In a large bowl, whisk your 12 eggs. In a measuring cup, add a splash of the milk (about 1/4 cup) and your dry ingredients (flour, baking powder and mustard powder), and whisk to remove lumps as best possible. Add the remainder of the milk to the measuring cup, then add the contents of the measuring cup to the eggs and whisk vigorously to blend. Add 1/2 of the cheeses to the egg mixture and whisk to mix. Pour the egg mixture over the sausage mixture in the baking pan and sprinkle with the remaining cheese*. Bake in the preheated oven for 40 minutes. Let rest 10 minutes before serving.

Serve with a green salad and some fresh fruit.

Serves 8 hungry people.

*You may reduce the cheese a bit if you would like. It won't suffer terribly if you leave out 1/2 -3/4 cup to save a few calories.
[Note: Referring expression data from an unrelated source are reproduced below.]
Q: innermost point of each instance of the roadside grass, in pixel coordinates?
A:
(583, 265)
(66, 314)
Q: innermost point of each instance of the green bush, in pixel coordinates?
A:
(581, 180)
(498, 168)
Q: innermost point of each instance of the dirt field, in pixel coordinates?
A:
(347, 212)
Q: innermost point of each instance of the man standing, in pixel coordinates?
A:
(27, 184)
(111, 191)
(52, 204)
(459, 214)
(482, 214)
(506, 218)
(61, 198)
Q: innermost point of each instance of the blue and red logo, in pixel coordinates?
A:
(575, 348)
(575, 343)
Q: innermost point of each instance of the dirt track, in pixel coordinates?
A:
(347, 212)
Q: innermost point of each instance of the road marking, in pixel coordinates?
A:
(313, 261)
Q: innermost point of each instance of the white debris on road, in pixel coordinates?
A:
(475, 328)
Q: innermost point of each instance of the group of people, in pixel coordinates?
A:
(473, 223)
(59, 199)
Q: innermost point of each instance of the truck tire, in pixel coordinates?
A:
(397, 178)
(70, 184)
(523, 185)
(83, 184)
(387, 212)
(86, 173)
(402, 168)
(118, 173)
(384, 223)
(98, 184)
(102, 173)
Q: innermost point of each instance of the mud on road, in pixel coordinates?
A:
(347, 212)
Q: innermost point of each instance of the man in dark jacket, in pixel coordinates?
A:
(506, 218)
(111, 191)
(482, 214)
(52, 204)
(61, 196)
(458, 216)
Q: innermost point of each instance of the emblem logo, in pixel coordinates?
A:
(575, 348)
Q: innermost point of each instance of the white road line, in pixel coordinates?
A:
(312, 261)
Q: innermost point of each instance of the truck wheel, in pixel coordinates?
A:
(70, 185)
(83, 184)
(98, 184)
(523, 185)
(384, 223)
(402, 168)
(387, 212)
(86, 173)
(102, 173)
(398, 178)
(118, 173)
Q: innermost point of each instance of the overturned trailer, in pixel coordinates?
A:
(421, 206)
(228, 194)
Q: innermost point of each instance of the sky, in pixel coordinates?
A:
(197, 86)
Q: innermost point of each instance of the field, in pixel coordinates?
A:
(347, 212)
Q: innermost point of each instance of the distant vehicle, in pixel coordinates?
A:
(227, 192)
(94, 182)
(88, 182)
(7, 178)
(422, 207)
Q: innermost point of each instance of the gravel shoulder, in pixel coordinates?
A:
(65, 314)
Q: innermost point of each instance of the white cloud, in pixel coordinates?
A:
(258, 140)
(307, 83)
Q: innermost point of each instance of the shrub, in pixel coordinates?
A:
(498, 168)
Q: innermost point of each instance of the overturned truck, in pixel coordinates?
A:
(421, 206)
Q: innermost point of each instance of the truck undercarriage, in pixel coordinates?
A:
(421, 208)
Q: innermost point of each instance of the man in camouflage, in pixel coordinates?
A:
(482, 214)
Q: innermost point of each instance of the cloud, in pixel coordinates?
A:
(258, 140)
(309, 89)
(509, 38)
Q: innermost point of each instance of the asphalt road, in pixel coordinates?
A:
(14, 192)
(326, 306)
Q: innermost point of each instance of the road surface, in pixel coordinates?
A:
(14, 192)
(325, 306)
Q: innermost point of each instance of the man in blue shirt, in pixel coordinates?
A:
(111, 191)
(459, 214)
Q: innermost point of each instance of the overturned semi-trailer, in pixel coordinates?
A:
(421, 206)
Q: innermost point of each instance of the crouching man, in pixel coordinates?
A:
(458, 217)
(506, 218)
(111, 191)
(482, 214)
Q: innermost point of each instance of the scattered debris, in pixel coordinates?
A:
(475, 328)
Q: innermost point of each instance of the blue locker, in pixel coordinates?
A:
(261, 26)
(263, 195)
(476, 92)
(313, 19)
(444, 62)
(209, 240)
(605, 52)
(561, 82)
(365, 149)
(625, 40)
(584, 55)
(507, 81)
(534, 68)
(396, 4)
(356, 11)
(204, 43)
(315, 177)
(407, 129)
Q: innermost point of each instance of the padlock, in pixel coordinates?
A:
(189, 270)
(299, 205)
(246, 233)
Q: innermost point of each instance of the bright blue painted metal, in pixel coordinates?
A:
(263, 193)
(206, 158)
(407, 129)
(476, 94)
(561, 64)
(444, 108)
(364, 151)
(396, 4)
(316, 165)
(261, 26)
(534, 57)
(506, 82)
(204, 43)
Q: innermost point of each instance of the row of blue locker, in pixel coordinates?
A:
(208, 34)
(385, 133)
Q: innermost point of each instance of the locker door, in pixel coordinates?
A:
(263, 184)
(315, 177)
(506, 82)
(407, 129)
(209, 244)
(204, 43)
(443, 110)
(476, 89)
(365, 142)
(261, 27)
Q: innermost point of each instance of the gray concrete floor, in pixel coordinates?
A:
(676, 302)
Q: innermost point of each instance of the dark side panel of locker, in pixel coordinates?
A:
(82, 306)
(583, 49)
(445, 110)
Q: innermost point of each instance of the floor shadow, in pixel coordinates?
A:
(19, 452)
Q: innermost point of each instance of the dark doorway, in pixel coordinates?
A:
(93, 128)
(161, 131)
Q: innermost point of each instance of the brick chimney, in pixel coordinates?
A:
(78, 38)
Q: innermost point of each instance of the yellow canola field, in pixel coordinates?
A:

I left our Mother's Day celebration without any leftovers. There were 8 of us. My favorite thing is to leave empty handed!

Green Posole Soup


One of my favorite go-to meals on a cold night is Green Posole Soup, a recipe by Sarah Moulton that I tweak to suit my mood. It's mind numbingly easy, and it requires little in the way of preparation and even less in the way of shopping. Hopefully, you generally have the basics in your pantry.

Green Posole Soup

2 tbsp olive oil
Large pinch red pepper flakes (if you like heat)
1 medium white or yellow onion
1c green (tomatillo) salsa
6c chicken broth + 2c reserved in case you prefer a more liquid soup
1 cooked rotisserie chicken, meat removed and shredded, bones discarded or saved to use for stock
1 28oz can hominy (found in the 'Mexican' section of almost any supermarket), drained and rinsed

Garnishes:

Diced radishes
Minced cilantro
Sliced avocado
Sliced green onion
Halved cherry tomatoes
Shredded cheese
Whatever your imagination comes up with, as long as it's in season and not shipped to your local store from Tierra del Fuego

Heat olive oil over medium heat in a large (5q) soup pot/dutch oven. When hot, add onion and saute until soft, about 5 minutes. Add tomatillo salsa and pepper flakes and cook, stirring for another 5 minutes. Add chicken broth and simmer for 10 minutes. Add shredded chicken and hominy and simmer another 10-15 minutes to heat through and to allow the flavors to meld. Add more stock if the soup is too thick for your liking. Serve up in big bowls and garnish to your heart's desire. (Though I must add it's still delicious without any garnishes at all). Serve with a warm tortilla. Slurp away!

Serves 4




Note: I usually roast or grill a whole chicken the night before for dinner. The Mr. and I each have a portion for dinner and then after it cools, I remove and shred the remaining meat to use in the soup. In other words, use what you have. If you have leftover cooked chicken breasts or thighs or whatever, use them in here. You don't have to have a whole chicken, but adjust or bulk out the soup accordingly.